The never-inhabited Coconut Avenue houses, some of which were sold multiple times to unsuspecting buyers in a real estate scam Cox is accused of running, are under contract but subject to competing bids, the receiver overseeing the fraud case said Tuesday.

The buyer, Mela Coconut Grove LLC, is offering $1.8 million each for four four-bedroom units and $2.2 million each for five five-bedroom units, significantly below the initial asking prices of $2.6 to $3.5 million.

“It’s like a wholesale bid rather than retail,” said retired Miami-Dade Circuit Court Judge Alan Fine, who is the court-appointed receiver controlling the Cox properties and managing the complex case in which 32 parties are owed $34 million by Cox. “This is a problematic project to market to buyers in part because of adverse publicity and concerns about building code violations that took a long time to repair.”

READ MORE: They bought their dream homes from the ‘King of Coconut Grove.’ They still can’t move in

Fine and his counsel Paul Singerman said the bulk offer may stimulate higher bids for the houses.

“The beauty of a bulk bid is that it will flesh out what the market value is,” Fine said. “We hope to achieve the best outcome for victim buyers and creditors.”

Bid has significantly lower prices

Original buyers were disappointed to hear that the bulk offer is well below market value and would be a total of $9.7 million lower than the initial listed prices. Cox collected deposits of up to $500,000 from them when the houses that appeared to require only finishing touches were selling for $1.2 to $1.8 million from 2018 through 2021 and mortgage rates were 2 percent.
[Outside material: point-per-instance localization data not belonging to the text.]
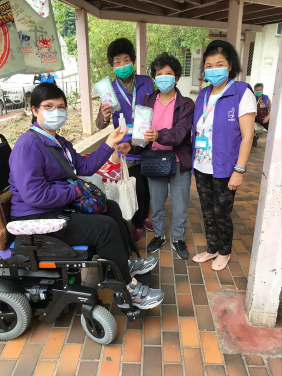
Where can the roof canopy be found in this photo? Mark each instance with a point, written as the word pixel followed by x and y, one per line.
pixel 198 13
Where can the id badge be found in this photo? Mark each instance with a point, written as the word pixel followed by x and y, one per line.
pixel 130 129
pixel 201 142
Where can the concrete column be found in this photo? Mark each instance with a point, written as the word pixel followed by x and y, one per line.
pixel 234 27
pixel 141 47
pixel 84 70
pixel 264 283
pixel 245 55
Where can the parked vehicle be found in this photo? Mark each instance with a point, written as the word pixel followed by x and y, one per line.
pixel 15 91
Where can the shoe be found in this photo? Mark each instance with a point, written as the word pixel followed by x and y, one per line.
pixel 204 256
pixel 155 244
pixel 220 265
pixel 143 297
pixel 181 249
pixel 141 265
pixel 137 234
pixel 148 224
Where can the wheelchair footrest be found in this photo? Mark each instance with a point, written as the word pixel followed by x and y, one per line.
pixel 145 279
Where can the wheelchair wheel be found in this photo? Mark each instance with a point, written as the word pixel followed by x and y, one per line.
pixel 15 315
pixel 105 325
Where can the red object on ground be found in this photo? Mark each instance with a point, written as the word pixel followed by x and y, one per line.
pixel 235 333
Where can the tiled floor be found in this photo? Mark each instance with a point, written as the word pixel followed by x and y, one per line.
pixel 180 337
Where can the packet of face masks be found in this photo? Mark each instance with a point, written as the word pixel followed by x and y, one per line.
pixel 106 93
pixel 142 122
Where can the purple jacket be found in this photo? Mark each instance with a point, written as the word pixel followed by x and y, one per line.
pixel 226 137
pixel 179 136
pixel 38 182
pixel 144 86
pixel 265 100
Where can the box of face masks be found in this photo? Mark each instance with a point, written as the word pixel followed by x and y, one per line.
pixel 142 122
pixel 105 90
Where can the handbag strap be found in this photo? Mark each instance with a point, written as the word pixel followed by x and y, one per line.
pixel 124 169
pixel 62 162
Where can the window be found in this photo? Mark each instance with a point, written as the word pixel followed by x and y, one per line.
pixel 184 56
pixel 250 58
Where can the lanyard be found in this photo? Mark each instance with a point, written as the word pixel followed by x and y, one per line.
pixel 66 151
pixel 125 96
pixel 211 108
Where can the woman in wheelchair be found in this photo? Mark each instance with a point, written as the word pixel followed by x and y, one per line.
pixel 41 190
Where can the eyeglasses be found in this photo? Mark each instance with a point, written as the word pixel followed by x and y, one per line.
pixel 50 107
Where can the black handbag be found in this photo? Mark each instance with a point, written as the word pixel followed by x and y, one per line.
pixel 158 163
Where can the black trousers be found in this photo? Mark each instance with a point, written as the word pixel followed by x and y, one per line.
pixel 217 204
pixel 107 233
pixel 143 196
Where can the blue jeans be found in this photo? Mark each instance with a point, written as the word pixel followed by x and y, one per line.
pixel 180 195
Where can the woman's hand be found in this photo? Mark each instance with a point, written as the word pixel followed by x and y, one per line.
pixel 235 181
pixel 106 110
pixel 151 135
pixel 115 137
pixel 124 148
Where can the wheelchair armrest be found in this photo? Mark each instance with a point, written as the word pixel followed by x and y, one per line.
pixel 36 226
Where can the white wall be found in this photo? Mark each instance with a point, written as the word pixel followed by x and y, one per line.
pixel 265 58
pixel 185 83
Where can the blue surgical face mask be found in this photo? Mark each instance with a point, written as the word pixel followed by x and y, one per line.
pixel 216 76
pixel 165 83
pixel 124 71
pixel 54 119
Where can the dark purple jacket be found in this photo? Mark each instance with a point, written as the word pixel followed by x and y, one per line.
pixel 38 182
pixel 144 86
pixel 265 100
pixel 179 136
pixel 226 137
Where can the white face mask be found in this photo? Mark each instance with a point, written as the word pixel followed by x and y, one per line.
pixel 53 119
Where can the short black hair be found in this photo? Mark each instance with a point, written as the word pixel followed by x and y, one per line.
pixel 121 46
pixel 228 51
pixel 165 59
pixel 258 85
pixel 43 92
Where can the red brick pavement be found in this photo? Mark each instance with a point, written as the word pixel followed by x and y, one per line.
pixel 180 337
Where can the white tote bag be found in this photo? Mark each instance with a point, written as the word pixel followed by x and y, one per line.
pixel 127 198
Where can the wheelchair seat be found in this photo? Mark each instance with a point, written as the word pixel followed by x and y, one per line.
pixel 36 226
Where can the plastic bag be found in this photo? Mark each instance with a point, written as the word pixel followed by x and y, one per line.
pixel 127 198
pixel 95 179
pixel 142 122
pixel 106 93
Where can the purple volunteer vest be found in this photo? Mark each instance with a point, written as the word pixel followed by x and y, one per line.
pixel 144 86
pixel 226 136
pixel 265 100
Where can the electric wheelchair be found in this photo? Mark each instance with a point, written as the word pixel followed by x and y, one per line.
pixel 39 272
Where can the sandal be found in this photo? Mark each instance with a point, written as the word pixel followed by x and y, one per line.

They never moved in.

“The receiver should have offered us those prices when he got the case a year and a half ago and many of us would have taken them,” said Alan Lombardi, who put down $260,000 on his $1.3 million townhouse in February 2020, expecting to settle in with his partner and newborn twins within three months. That was almost five years ago.

“Instead of milking the cow, he could have saved on marketing, staging, closing costs, commissions, receivership expenses and his fees of $750 per hour. He is rewarding deep-pocketed investors who have the most purchasing power and intend to flip these houses instead of working people with families who lost their life’s savings.”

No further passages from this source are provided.